Although oral contraceptives prevent sperm and their associated bacteria from ascending to the upper part of the reproductive tract where they can infect the fallopian tubes, they do not protect against gonorrhea or chlamydia or other sexually transmitted diseases. Chances are, though, that if you are infected, these bacteria will remain localized in your vagina or cervix. A localized infection is easier to treat than one where bacteria have started reproducing inside your pelvis. Nevertheless, you are still infected and can pass on the disease to another partner. Taking oral contraceptives is no substitute for using some kind of protection against disease as well.

Birth Control Pills: Risks and Benefits

1. Birth control pills and thrombophlebitis.

If you are a nonsmoker or do not have a history of clotting disorders, your risks are slight.
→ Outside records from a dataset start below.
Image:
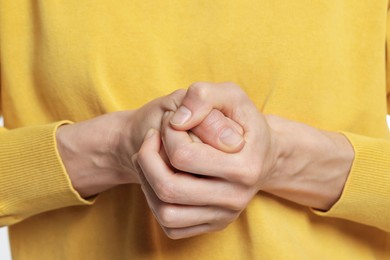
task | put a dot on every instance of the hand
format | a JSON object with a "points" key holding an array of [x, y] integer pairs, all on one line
{"points": [[99, 153], [275, 158], [186, 204]]}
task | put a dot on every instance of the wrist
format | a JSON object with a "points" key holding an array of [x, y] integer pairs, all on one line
{"points": [[90, 152], [312, 165]]}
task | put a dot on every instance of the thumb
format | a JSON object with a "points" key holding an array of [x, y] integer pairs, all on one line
{"points": [[220, 132]]}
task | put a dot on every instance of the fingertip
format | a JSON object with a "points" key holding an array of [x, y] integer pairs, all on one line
{"points": [[150, 133], [181, 116], [231, 140]]}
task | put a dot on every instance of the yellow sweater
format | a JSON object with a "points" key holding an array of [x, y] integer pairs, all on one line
{"points": [[320, 62]]}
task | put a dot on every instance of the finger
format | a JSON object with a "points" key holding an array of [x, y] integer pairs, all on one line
{"points": [[195, 157], [201, 98], [220, 132], [184, 188], [181, 216]]}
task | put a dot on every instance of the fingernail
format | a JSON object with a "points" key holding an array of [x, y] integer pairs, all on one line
{"points": [[230, 137], [181, 116], [150, 133]]}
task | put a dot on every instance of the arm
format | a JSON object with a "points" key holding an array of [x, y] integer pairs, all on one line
{"points": [[53, 166], [289, 159], [48, 167]]}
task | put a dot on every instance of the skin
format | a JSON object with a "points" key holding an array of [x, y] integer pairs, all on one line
{"points": [[100, 153], [275, 158], [200, 157]]}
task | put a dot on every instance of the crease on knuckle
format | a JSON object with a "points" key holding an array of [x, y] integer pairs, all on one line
{"points": [[199, 90], [240, 200], [166, 192], [168, 216], [181, 157], [173, 233]]}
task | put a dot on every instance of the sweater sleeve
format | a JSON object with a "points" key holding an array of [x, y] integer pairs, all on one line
{"points": [[366, 195], [32, 176]]}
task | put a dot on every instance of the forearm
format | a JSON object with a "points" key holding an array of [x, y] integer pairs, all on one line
{"points": [[313, 165], [91, 152]]}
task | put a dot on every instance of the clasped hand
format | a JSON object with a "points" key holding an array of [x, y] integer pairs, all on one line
{"points": [[199, 179], [208, 151]]}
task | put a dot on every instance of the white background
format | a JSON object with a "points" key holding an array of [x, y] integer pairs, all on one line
{"points": [[4, 243]]}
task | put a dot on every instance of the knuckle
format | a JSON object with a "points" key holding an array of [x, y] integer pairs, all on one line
{"points": [[172, 233], [181, 157], [175, 99], [167, 216], [240, 201], [165, 191], [199, 90]]}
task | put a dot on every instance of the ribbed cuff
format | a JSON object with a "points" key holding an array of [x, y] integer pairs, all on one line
{"points": [[366, 195], [33, 178]]}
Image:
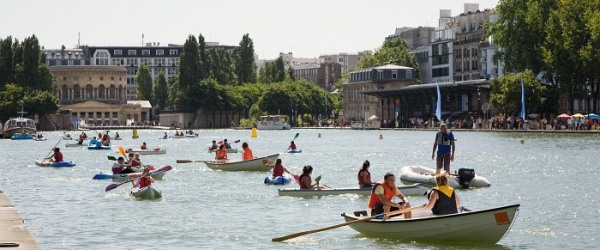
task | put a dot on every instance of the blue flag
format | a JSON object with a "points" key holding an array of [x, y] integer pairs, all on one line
{"points": [[522, 99], [438, 110]]}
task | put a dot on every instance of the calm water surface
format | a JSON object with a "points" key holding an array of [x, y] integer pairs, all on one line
{"points": [[553, 177]]}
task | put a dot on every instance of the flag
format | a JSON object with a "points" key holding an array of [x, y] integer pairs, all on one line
{"points": [[522, 99], [438, 110]]}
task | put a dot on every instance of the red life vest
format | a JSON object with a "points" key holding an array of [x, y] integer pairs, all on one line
{"points": [[309, 182], [222, 154], [388, 193], [58, 157], [248, 154], [360, 181], [144, 182], [278, 170]]}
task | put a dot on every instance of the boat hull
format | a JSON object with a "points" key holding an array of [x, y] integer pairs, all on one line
{"points": [[425, 175], [485, 226], [409, 190], [251, 165], [146, 193], [55, 164]]}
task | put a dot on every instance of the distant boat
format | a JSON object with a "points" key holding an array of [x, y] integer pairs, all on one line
{"points": [[273, 122]]}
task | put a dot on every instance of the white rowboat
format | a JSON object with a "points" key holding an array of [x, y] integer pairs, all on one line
{"points": [[146, 193], [238, 165], [412, 190], [484, 226]]}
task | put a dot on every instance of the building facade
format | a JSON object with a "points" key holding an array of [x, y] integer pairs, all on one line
{"points": [[360, 107], [324, 74], [348, 62], [96, 95]]}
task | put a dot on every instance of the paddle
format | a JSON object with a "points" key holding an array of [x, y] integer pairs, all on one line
{"points": [[51, 150], [291, 236], [115, 185], [189, 161]]}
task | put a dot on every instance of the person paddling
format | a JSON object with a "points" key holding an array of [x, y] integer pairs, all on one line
{"points": [[246, 152], [305, 180], [57, 156], [292, 146], [381, 197], [221, 154], [144, 180], [214, 146], [442, 198], [278, 169], [364, 176]]}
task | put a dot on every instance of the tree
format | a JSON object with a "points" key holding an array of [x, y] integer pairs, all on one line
{"points": [[161, 94], [244, 64], [143, 78], [506, 93], [393, 51]]}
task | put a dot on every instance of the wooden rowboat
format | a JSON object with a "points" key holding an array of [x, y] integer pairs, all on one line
{"points": [[238, 165], [412, 190], [484, 226]]}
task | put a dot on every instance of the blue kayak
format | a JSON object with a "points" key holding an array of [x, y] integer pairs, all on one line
{"points": [[279, 180], [98, 145], [54, 164]]}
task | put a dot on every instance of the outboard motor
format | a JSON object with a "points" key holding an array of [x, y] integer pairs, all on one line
{"points": [[465, 175]]}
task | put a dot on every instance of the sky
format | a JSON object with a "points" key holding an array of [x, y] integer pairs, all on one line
{"points": [[307, 28]]}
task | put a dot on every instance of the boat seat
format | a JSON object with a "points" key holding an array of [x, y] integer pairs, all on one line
{"points": [[361, 213]]}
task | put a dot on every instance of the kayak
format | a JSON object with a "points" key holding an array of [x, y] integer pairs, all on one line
{"points": [[146, 193], [97, 145], [409, 190], [256, 164], [70, 145], [279, 180], [229, 150], [157, 175], [465, 178], [486, 226], [54, 164], [156, 151]]}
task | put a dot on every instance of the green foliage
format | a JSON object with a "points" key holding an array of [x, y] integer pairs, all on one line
{"points": [[161, 92], [143, 78], [393, 51], [244, 61], [506, 93]]}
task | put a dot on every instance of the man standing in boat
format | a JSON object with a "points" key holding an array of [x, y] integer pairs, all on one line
{"points": [[444, 142]]}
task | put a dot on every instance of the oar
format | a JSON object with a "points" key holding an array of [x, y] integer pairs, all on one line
{"points": [[291, 236], [48, 155], [189, 161]]}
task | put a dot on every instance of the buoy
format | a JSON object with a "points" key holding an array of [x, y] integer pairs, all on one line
{"points": [[254, 133]]}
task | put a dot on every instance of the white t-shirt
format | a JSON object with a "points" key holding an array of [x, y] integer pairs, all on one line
{"points": [[379, 190]]}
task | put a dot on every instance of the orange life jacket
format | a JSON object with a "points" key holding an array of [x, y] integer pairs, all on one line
{"points": [[248, 154], [388, 193]]}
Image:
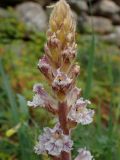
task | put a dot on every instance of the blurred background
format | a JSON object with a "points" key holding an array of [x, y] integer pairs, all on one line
{"points": [[22, 36]]}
2. Birth control pills and gallbladder disease.

Birth control pills may increase your risk minimally.

3. Birth control pills and breast cancer.

A few studies have shown that women who started taking the pill when they were younger than 15 and continued to use it for more than thirty years might have a slightly increased risk. Other studies did not bear this out.

4. Birth control pills and ovarian cancer.

Women who take the pill have a 50 percent lower rate of ovarian cancer than women who do not.

5. Birth control pills and uterine cancer.

Women who take birth control pills have a 30 percent lower rate of uterine cancer than women who do not.

6. Birth control pills and benign breast cysts (fibrocystic breast disease). Birth control pills have a protective effect.

7. Birth control pills and painful or heavy menstrual periods. Oral contraceptives reduce heavy bleeding and cramps.